Par Jean-Pierre Mispelon, urbaniste
L’utilisation différenciée des lieux en fonction des périodes de l’année ou de la journée a toujours existé. Mais le recours fordien à la rationalisation du temps et la concentration dans l’espace des activités, ont conduit à recourir à la planification du temps dans la ville pour accroitre le service rendu à l’usager. Cette question est de fait paradoxale pour l’urbaniste. Car si ce dernier est rompu à penser le temps pour produire de l’urbanité, l’inversion qui cherche à démultiplier « artificiellement » l’espace urbain en le distinguant en périodes d’utilisation, réduit la capacité du lieu à faire société. L’émergence de la question du temps n’est que la résultante de « l’ingéniérisation » de l’urbain. Elle peut prendre différentes formes. La première action qui a consisté à séquencer le temps pour partager l’espace est probablement l’invention du feu tricolore. Construit par l'ingénieur anglais JP Knight, il fut installé à Londres le 10 décembre 1868, devant le Parlement. Le bureau des temps, est par exemple, une illustration du caractère paradoxal du rapport entre le temps et l’urbanisme. En « optimisant » le service rendu par la ville à ses habitants ou utilisateurs, il s’inscrit pleinement dans le champ de l’urbanisme puisqu’il contribue à maximiser le service rendu par l’espace. Et pourtant, il échappe à une pensée globale de l’espace, même si dans les faits il est une manière de chercher « à faire mieux société » par le levier du temps.En résumé, si la ville est par excellence le lieu de la mémoire du temps humain, elle est, en tant que creuset d’urbanité, indifférente à un séquençage de sa perception en fonction de périodes de la journée, de la semaine ou de l’année. La raison en est fort simple. Dans l’univers physique où nous évoluons, même si nous tentons en permanence d’y échapper, le matériel est l’alpha et l’oméga de notre pensée en tant qu’être social. C’est l’existence du lieu qui fait le véritable lien entre un instant et un autre. Le temps n’a pas d’existence indépendamment d’un espace donné. Ainsi, l’introduction du GPS dans les voitures a bien montré que je ne suis pas en avance ou en retard dans mon trajet en fonction d’un temps donné, mais en fonction des caractéristiques de l’espace à parcourir.

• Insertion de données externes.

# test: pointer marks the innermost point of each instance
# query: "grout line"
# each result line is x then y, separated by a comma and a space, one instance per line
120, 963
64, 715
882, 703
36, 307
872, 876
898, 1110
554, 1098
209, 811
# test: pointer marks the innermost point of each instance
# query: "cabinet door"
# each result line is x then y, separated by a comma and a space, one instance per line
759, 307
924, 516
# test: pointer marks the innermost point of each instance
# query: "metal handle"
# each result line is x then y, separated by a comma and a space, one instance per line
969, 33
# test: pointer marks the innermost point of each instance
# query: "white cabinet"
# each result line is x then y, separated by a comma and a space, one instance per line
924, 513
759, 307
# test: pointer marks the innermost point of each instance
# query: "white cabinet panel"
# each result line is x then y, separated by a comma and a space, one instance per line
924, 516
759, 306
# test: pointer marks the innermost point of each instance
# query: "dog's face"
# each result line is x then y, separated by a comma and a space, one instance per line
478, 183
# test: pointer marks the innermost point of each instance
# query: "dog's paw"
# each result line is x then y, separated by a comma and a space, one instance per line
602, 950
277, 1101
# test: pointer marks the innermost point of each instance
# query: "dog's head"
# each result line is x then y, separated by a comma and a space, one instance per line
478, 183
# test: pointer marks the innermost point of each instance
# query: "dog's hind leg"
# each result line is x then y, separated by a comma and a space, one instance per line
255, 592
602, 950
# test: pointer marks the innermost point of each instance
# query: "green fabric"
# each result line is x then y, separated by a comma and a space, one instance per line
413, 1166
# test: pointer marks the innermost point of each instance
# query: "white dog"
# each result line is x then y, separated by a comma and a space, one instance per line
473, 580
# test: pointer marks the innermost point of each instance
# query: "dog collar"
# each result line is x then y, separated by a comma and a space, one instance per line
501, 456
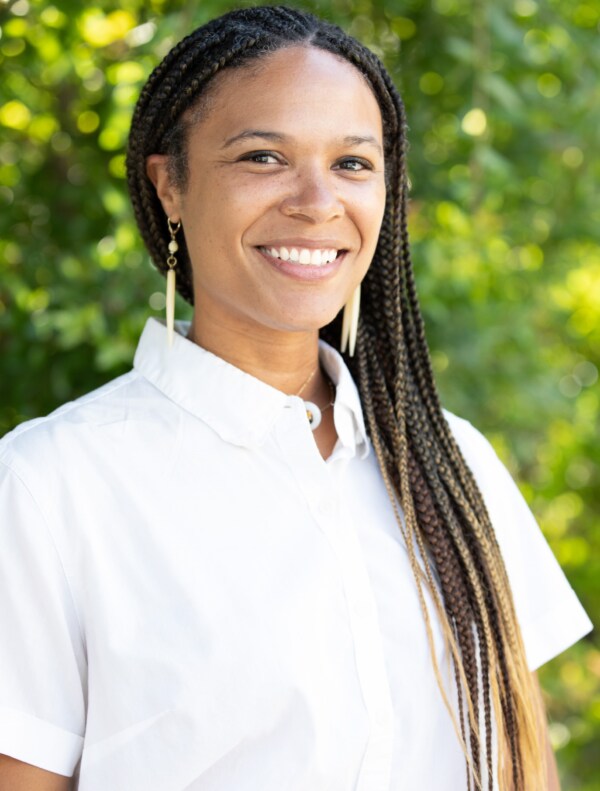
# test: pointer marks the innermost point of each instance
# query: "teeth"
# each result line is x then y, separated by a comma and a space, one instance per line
303, 255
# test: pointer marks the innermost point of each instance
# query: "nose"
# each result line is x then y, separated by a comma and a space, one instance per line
313, 197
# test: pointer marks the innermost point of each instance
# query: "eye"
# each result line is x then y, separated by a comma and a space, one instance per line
261, 158
353, 164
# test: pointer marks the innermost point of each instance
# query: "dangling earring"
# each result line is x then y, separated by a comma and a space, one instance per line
350, 322
171, 264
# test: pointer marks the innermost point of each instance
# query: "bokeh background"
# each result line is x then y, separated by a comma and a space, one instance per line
503, 99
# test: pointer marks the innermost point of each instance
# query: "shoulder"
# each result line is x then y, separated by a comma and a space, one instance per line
77, 426
489, 472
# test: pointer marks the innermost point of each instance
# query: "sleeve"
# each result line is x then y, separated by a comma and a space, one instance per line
42, 656
549, 613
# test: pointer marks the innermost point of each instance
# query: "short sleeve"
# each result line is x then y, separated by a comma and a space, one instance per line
42, 657
549, 613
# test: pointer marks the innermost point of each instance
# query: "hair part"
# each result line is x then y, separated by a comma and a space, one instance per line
437, 504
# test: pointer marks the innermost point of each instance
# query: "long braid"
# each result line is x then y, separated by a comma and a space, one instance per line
449, 536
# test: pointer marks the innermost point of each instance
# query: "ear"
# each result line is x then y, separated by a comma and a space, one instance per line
158, 172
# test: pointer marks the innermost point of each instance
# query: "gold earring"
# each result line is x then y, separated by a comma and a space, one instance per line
350, 322
171, 264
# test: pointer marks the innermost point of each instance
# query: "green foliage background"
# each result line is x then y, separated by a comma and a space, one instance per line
503, 98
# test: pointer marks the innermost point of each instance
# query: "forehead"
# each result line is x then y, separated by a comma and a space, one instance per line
295, 85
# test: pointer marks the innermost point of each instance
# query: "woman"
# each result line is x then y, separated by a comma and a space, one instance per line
252, 563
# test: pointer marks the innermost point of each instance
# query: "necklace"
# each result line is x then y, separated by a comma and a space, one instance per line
314, 413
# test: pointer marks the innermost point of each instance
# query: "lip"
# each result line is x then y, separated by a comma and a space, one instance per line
302, 272
310, 244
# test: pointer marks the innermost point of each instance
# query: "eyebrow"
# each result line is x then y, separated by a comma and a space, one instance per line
277, 137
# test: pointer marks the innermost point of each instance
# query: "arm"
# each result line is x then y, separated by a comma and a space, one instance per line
19, 776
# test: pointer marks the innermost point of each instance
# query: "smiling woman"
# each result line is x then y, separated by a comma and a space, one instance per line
268, 559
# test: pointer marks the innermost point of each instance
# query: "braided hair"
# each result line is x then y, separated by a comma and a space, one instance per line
439, 509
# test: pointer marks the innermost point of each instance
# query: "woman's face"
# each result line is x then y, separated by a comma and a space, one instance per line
285, 194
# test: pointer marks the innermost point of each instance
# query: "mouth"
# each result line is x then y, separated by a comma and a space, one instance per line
303, 256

L’arrivée du cinéma a contribué à conceptualiser l’idée que le temps, à l’image du dessin animé, résulte de la mise à la suite d’espaces figés. Or à la différence du cinéma, la ville ou le territoire, regroupent un grand nombre d’éléments qui ont des rythmes différents, et donc qui nécessairement ne peuvent tous rentrer dans la « même boite » à un moment donné. Cette forme de pensée conduit à des aberrations comme comptabiliser le coût d’une production industrielle en faisant abstraction des distances parcourues. Time is not money but counterfeiter money ! Ceci étant, l’introduction de moyens nouveaux de communication, l’explosion du numérique, la modification du rapport au travail, ne seraient-ils pas de nature à modifier cette hiérarchie espace/temps ? Il est probable que non, car les modifications que l’on observe aujourd’hui, que l’on pourrait regrouper sous le vocable de « dématérialisation » jouent essentiellement sur les aspects « excédentaires » de notre société. Les défis comme celui de l’accès à l’eau ou de la montée des températures vont s’empresser de nous rappeler que le temps des territoires est d’abord celui de ses composantes physiques. La fraicheur du soir ne servira pas à grand-chose pour compenser la désertification de certaines régions… Il est urgent de remettre le temps à sa juste place…, et les pendules à l’heure des priorités de ce monde. Time is over.